In `src/capsem/builder/templates/Dockerfile.rootfs.j2`:

```jinja2
{% for url in curl_installs %}
# CLI installed via installer script
RUN curl -fsSL {{ url }} | bash
{% endfor %}
```

### Step 4: Add to scaffold

In `src/capsem/builder/scaffold.py`, add to `_INSTALL_CMDS`:

```python
"curl": "curl -fsSL",
```

### Step 5: Update the TOML config

In `guest/config/ai/<provider>.toml`:

```toml
[provider.install]
manager = "curl"
packages = ["https://example.com/install.sh"]
```

### Step 6: Update tests

- `tests/test_docker.py` -- context dict assertions (what's in npm_packages vs curl_installs)
- `tests/test_cli.py` -- Dockerfile rendering assertions (corporate config tests)
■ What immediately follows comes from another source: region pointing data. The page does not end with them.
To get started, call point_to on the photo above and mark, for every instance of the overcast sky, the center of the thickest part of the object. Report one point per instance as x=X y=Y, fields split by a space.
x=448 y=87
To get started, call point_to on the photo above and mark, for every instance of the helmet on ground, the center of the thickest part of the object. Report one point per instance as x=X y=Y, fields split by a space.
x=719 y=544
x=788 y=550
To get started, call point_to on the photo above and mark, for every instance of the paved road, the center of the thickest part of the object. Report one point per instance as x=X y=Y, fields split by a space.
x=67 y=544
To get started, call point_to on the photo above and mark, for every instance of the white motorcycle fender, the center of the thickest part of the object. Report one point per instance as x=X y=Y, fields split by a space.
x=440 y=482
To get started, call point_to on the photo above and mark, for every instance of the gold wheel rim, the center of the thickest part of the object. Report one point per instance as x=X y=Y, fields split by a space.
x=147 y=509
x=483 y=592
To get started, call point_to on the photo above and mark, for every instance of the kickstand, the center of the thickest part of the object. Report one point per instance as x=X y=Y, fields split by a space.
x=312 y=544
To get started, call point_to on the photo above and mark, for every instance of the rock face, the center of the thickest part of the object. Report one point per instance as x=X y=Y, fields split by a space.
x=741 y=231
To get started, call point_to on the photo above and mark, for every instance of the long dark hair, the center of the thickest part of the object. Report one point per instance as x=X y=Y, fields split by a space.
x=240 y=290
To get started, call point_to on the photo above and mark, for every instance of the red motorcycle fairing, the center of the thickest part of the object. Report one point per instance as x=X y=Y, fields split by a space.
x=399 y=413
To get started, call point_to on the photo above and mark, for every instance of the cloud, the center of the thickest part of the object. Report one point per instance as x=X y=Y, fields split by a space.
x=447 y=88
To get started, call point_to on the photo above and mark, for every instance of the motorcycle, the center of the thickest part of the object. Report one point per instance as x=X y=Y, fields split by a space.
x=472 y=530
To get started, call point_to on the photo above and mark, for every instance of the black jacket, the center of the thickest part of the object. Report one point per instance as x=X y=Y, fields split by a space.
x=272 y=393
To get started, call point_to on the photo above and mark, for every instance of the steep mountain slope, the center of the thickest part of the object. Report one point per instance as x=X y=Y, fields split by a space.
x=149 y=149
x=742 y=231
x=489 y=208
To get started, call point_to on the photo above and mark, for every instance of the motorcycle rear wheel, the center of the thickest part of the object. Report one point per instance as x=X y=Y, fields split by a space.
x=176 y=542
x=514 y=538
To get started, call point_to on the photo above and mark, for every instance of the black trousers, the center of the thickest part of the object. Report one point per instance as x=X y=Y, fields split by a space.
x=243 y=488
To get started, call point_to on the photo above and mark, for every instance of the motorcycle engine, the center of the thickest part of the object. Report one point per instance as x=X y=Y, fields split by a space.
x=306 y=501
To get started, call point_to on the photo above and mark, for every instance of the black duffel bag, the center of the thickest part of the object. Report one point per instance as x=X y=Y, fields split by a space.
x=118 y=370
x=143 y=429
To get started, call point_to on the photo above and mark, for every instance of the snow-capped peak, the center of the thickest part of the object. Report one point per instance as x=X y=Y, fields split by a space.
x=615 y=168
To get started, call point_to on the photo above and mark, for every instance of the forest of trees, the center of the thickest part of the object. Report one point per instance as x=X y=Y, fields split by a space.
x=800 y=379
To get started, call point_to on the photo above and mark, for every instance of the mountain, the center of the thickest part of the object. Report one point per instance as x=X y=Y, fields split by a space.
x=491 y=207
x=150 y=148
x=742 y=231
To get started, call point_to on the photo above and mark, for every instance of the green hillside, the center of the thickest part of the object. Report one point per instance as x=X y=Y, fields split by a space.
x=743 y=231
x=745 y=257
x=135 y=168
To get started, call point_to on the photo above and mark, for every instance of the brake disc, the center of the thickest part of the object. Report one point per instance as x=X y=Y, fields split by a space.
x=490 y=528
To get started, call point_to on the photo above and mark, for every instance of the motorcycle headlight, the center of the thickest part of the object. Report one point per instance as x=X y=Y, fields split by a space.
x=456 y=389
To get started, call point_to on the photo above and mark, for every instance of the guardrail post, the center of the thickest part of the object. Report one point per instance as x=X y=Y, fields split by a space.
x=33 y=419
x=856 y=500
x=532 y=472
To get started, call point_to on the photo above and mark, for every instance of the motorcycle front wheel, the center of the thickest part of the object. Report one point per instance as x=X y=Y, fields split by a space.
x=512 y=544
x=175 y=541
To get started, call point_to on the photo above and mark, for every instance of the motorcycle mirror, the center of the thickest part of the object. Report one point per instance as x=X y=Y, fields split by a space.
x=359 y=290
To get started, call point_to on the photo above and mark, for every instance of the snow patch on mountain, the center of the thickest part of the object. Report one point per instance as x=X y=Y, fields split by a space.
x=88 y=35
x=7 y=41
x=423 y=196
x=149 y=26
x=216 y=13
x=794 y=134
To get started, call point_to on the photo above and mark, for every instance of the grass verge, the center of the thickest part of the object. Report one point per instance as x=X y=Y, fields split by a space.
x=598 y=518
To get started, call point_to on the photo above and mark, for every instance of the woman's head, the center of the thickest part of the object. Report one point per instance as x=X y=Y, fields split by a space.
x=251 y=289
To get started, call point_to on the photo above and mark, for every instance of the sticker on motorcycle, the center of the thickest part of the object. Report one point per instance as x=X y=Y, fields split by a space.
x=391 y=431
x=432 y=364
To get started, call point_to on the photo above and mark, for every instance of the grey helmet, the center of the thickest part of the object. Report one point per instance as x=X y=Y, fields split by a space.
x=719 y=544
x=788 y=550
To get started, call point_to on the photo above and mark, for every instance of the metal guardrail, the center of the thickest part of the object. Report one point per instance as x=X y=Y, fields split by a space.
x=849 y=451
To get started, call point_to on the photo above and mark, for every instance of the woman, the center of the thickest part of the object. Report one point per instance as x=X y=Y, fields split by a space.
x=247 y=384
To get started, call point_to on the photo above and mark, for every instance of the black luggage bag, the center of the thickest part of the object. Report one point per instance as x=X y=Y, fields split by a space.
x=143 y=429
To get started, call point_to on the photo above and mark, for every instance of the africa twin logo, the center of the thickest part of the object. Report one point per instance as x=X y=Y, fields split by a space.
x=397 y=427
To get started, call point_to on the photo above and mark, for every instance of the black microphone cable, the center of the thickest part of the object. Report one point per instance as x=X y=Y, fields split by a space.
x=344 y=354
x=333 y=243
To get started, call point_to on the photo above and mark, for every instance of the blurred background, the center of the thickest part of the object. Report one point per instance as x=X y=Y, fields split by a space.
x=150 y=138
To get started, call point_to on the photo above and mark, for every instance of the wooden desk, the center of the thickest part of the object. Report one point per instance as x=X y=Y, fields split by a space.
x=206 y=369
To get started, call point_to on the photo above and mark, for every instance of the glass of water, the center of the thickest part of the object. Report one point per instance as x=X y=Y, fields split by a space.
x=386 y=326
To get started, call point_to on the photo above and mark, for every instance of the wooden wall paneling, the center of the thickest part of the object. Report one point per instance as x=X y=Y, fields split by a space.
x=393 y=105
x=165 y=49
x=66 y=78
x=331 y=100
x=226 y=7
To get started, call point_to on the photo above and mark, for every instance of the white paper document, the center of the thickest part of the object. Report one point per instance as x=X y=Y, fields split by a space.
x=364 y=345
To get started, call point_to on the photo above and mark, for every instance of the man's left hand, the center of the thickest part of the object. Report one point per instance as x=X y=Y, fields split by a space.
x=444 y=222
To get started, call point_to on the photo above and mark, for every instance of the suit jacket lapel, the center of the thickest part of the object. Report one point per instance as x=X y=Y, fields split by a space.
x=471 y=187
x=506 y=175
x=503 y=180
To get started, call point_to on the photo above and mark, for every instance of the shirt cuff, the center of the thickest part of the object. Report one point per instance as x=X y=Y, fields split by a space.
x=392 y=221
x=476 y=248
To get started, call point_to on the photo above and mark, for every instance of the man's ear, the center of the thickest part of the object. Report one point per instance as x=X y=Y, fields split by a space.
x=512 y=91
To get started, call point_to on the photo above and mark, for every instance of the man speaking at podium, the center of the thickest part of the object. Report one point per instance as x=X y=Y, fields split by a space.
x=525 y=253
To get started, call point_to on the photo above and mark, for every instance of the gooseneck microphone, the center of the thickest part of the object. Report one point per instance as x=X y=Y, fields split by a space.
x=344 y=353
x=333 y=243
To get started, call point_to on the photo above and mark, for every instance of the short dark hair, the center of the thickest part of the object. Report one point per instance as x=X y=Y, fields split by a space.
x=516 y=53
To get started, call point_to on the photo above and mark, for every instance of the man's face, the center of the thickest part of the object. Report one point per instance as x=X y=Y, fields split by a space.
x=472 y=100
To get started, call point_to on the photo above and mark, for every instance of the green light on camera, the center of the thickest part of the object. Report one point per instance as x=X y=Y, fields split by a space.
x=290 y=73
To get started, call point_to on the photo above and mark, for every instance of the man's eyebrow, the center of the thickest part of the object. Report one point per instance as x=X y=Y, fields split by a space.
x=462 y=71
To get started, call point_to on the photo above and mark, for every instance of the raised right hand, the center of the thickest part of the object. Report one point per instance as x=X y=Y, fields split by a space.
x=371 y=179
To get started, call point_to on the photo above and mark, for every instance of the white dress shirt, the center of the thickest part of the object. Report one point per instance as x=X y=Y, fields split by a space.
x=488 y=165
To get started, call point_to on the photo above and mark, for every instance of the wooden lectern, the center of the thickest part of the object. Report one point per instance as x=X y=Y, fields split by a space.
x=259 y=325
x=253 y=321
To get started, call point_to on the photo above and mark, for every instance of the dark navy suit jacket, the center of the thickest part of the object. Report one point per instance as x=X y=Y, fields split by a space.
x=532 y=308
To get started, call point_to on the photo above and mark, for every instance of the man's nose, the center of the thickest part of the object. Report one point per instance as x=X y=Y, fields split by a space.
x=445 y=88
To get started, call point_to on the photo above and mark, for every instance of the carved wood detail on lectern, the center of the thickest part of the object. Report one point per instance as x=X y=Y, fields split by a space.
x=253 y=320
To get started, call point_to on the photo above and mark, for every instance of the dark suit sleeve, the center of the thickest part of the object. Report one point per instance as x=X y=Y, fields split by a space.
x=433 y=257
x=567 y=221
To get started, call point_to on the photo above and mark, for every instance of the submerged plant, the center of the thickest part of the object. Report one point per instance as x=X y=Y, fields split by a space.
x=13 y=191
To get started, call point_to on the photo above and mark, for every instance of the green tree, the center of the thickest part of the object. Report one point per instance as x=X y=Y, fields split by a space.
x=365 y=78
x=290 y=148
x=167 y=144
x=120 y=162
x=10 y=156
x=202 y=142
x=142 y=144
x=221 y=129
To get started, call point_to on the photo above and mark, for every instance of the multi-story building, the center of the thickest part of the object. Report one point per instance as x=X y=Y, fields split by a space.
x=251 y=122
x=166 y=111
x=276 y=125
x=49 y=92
## How to: Change how an AI CLI is installed

1. Edit `guest/config/ai/<provider>.toml` -- change `[provider.install]` section
2. If changing install manager type, may need to update `_rootfs_context()` in `docker.py`
3. Check `extract_tool_versions()` in `docker.py` -- it hardcodes version-check paths
4. Update tests in `test_docker.py` and `test_cli.py`
5. Rebuild: `just build-assets && just run "capsem-doctor"`

## How to: Add a new package to an existing set

1. Edit `guest/config/packages/apt.toml` or `guest/config/packages/python.toml`
2. Add the package name to the `packages` list
3. Validate: `uv run capsem-builder validate guest/`
4. Rebuild: `just build-assets`

## How to: Add a new guest binary

Guest binaries are compiled from `crates/capsem-agent/`. On macOS, `cross_compile_agent()` delegates to `container_compile_agent()` which builds inside a Linux container (docker). On Linux (CI), cargo builds natively.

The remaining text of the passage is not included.